Life rolls and scalds the heart
Till all is dry: like dust, like sand.
Yet still we dig for water,
The dark earth on our hands.

SNOWBLIND

you can’t imagine, he said,
what it feels like never to sleep,
that cold eye constantly watching,
that sun which never sets, never
to stroll through that garden of
luminous orchids, their somnolent aroma
in the air, hanging limply, while
a soft rain kisses and swaddles
willowy skin. I looked into
his eyes and I went deep and I
caught him counting stars, this boy
who couldn’t dream, I caught him
counting one two three in marble halls
and I knew how terrible it must be, the weight
of this avalanche of consciousness,
this world of icy peaks which had left him
snowblind.
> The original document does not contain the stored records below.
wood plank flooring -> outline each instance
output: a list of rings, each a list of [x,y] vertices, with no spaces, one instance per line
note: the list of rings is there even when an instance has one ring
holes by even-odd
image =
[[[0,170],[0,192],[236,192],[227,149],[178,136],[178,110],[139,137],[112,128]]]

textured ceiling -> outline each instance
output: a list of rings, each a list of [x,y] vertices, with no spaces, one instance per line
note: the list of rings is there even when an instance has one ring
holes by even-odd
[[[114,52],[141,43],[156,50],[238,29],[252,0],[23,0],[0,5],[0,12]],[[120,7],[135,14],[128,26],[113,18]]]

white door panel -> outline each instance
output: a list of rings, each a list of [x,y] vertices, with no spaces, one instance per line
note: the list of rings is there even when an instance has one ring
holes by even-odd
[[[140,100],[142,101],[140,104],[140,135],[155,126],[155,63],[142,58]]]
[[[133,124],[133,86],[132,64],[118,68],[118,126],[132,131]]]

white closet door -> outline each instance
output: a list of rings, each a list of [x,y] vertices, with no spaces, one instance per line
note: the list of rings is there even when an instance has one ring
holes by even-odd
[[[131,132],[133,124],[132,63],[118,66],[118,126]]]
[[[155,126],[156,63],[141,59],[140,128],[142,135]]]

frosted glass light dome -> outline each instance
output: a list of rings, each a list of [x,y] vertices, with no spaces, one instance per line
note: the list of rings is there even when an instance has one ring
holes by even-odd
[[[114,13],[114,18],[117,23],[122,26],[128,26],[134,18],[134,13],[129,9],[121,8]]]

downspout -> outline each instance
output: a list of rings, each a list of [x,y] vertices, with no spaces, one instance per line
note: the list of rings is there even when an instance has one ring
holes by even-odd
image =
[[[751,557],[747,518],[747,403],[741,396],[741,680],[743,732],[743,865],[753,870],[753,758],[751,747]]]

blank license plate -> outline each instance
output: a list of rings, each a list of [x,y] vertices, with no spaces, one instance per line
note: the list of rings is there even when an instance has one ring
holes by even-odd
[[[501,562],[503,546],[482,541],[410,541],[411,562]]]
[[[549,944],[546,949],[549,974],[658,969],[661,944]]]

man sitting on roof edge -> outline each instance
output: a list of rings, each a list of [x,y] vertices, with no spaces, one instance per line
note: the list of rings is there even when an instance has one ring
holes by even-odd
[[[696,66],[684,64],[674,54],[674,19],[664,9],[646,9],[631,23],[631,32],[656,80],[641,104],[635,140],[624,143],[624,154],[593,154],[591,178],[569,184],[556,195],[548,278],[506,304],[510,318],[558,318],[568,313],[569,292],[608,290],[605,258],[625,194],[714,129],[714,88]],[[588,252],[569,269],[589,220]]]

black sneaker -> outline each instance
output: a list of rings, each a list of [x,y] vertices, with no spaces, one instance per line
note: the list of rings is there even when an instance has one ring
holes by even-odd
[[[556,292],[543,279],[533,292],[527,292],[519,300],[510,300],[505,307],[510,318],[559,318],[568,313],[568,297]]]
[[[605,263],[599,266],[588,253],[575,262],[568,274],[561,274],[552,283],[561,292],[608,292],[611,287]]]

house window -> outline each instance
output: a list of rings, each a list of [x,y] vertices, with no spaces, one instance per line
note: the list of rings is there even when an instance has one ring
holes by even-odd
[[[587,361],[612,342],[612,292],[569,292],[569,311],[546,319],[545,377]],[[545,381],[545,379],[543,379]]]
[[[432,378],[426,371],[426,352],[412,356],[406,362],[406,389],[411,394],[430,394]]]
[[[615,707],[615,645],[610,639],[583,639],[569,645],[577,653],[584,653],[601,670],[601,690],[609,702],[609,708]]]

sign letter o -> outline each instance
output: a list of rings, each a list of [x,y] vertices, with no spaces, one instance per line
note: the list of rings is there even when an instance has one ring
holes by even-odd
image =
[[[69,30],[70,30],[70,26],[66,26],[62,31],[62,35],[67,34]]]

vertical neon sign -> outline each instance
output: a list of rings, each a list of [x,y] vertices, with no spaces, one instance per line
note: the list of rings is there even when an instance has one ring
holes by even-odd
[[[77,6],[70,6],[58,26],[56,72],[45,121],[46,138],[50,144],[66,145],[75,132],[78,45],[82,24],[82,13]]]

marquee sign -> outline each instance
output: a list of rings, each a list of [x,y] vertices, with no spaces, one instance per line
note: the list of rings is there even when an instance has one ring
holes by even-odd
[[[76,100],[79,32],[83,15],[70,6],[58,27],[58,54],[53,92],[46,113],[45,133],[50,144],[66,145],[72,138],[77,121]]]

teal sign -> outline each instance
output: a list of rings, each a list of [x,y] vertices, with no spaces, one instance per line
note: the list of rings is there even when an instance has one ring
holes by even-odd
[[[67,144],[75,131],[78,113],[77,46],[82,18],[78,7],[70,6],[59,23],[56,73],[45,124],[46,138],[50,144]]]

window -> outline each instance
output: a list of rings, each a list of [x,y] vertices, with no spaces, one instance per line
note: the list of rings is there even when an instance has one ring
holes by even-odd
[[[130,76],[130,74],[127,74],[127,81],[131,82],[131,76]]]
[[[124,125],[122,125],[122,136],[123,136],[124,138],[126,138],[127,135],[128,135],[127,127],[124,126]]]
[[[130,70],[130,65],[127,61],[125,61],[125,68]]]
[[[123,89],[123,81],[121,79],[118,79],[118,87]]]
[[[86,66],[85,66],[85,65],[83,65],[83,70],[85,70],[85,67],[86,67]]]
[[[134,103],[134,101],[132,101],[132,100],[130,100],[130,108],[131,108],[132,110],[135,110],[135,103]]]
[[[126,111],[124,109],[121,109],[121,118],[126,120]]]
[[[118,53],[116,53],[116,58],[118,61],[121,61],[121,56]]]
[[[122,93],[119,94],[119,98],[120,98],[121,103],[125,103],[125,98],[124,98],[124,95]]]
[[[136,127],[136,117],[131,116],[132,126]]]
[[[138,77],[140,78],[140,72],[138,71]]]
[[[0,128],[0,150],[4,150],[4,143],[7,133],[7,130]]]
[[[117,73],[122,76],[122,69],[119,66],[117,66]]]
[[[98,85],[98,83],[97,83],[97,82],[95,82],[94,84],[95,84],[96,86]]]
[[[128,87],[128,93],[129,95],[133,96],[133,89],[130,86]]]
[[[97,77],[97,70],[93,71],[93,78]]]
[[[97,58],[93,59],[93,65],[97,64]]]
So later, when the moon
slipped through the window so grateful
I felt as I tucked myself up in bed,
head on fluffy pillows scented with
petals, sand sifting through my mind
as my fingers ran through fur,
cuddling calm and warm my teddy bear.

VETERAN’S DAY POPPY

The simple white crosses of the fallen
In tidy row on row, a world of order
Those poor young frightened boys
Would never know.

The wild red fields of poppies
Decamping free ahead, an anarchy
Those poor young frightened boys
Would come to dread.

The thick brown mucus of mud
On top of rotted green, a pelt of slime
Those poor young frightened boys
Would never clean.

The simple white crosses of the fallen
Naked in the rain, mislaid prayers
Those poor young frightened boys
Would never pray again.

HOUSE OF CARDS

This will end one day, my only lover,
And the game we are forced to play
Will all be over, and the pieces on the board
Will all mean nothing:
They only matter in the playing.

The knight will have no sword
And the bishop will be stripped of his purple silk.

It’s hard for you to see this, my only lover,
For you are so much younger
And your heart is so much softer
And you imagine that this game is played for real.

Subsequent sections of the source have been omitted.